Apesar do bom índice de aprovação, a guerra declarada pelo governo fluminense está longe de ser unanimidade. As principais críticas vêm de entidades de defesa dos direitos humanos, preocupadas com as conseqüências para os moradores e com os excessos dos policiais. O coordenador da ONG Central de Movimentos Populares, Marcelo Braga, diz que não há nenhuma novidade nessa política de confronto. “Isso já aconteceu várias vezes. Em outros tempos a polícia ocupou morros, matou várias pessoas e não resolveu nada”, protesta ele. Braga espera a conclusão da perícia nos 19 mortos, mas vê indícios de execução. Três pessoas foram mortas à queima-roupa pelas costas, com tiros na nuca. “A polícia foi lá, partiu para o confronto e saiu. O morro continua sem escola suficiente, postos de saúde e outros serviços indispensáveis à cidadania.”
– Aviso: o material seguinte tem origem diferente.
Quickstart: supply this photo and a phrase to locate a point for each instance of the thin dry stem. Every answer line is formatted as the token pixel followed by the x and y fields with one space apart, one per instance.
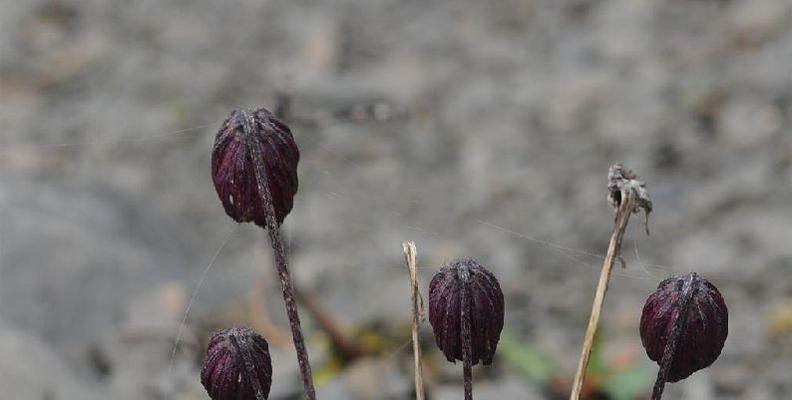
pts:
pixel 467 346
pixel 623 213
pixel 417 311
pixel 273 229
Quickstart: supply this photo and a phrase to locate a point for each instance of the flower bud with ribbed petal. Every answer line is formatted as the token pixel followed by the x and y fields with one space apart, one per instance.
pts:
pixel 237 366
pixel 465 287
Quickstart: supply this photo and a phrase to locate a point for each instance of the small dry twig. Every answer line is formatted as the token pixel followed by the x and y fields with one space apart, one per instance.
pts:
pixel 627 195
pixel 417 312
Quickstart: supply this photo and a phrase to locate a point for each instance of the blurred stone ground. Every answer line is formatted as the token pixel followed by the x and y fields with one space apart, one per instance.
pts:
pixel 489 130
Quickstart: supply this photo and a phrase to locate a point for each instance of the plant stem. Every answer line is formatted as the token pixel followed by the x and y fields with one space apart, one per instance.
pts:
pixel 273 230
pixel 467 346
pixel 415 299
pixel 614 247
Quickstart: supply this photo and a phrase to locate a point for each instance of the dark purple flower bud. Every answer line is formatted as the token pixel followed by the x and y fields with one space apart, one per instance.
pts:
pixel 237 366
pixel 248 138
pixel 464 288
pixel 686 317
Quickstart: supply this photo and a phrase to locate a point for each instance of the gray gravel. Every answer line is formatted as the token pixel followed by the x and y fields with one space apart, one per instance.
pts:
pixel 489 133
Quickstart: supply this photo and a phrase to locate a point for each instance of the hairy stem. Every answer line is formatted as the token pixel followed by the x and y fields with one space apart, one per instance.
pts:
pixel 416 310
pixel 614 247
pixel 467 346
pixel 673 339
pixel 273 230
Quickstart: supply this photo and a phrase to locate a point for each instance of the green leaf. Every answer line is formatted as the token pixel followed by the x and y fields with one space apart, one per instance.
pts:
pixel 525 358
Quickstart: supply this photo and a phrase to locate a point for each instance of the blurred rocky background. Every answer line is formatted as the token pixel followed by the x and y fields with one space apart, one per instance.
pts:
pixel 472 127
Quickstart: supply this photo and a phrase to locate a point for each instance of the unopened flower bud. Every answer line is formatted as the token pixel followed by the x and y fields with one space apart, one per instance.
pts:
pixel 237 366
pixel 248 138
pixel 689 310
pixel 465 289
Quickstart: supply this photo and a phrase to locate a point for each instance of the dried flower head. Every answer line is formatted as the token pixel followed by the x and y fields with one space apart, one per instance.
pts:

O secretário Beltrame diz que diante de situações extremas como a do Alemão, o confronto é inevitável. “A sociedade precisa definir: ou apóia o Estado que quer recuperar território ou fica à mercê do tráfico. Prefiro que meus filhos fiquem seis meses sem aulas, mas que tenham a escola protegida pelo Estado e não por traficantes armados de fuzis”, diz ele. O secretário lembra que a tirania dos bandidos oprime os moradores pobres. “Quantas mães perderam seus filhos para o tráfico lá dentro, com seus corpos consumidos lá dentro, e não podem fazer um registro na polícia por medo de morrer? Os estudiosos têm que parar de discutir o periférico para discutir o mérito: o que a sociedade quer?”

INSATISFAÇÃO NA POLÍCIA
O governo também tem que superar a insatisfação dos próprios policiais. Numa iniciativa inédita, nove coronéis da PM encaminharam ao governador e ao secretário um manifesto cobrando melhores condições para a corporação. Entre outras coisas, o texto reivindica nova política salarial, retorno de PMs que estão em serviço burocrático e quitação da dívida com o Fundo de Saúde da PM. “Os homens da FNS ganham R$ 4 mil, enquanto nossos soldados não recebem mais que R$ 800 para correr o mesmo risco”, critica o coronel Dario Cony, um dos signatários. “Isso é uma herança de governos anteriores, mas, como o atual governador elegeu a segurança como prioridade, acreditamos que será sensível ao nosso apelo.” Cabral não respondeu ao manifesto, mas já disse que a melhoria salarial dos policiais está nos seus planos. Contratempos como esse dão idéia de como é difícil fazer a criminalidade no Rio voltar a patamares toleráveis. Tão complicado quanto vencer criminosos armados até os dentes e retomar o território das favelas é cavar recursos para reaparelhar as forças de segurança e recuperar a dignidade dos policiais. De todos os itens, porém, aquele apontado pelo secretário Beltrame parece ser prioritário: a sociedade deve decidir imediatamente se enfrenta o tráfico com rigor ou se assiste passivamente ao avanço do banditismo que vitima a todos, mas principalmente os mais pobres.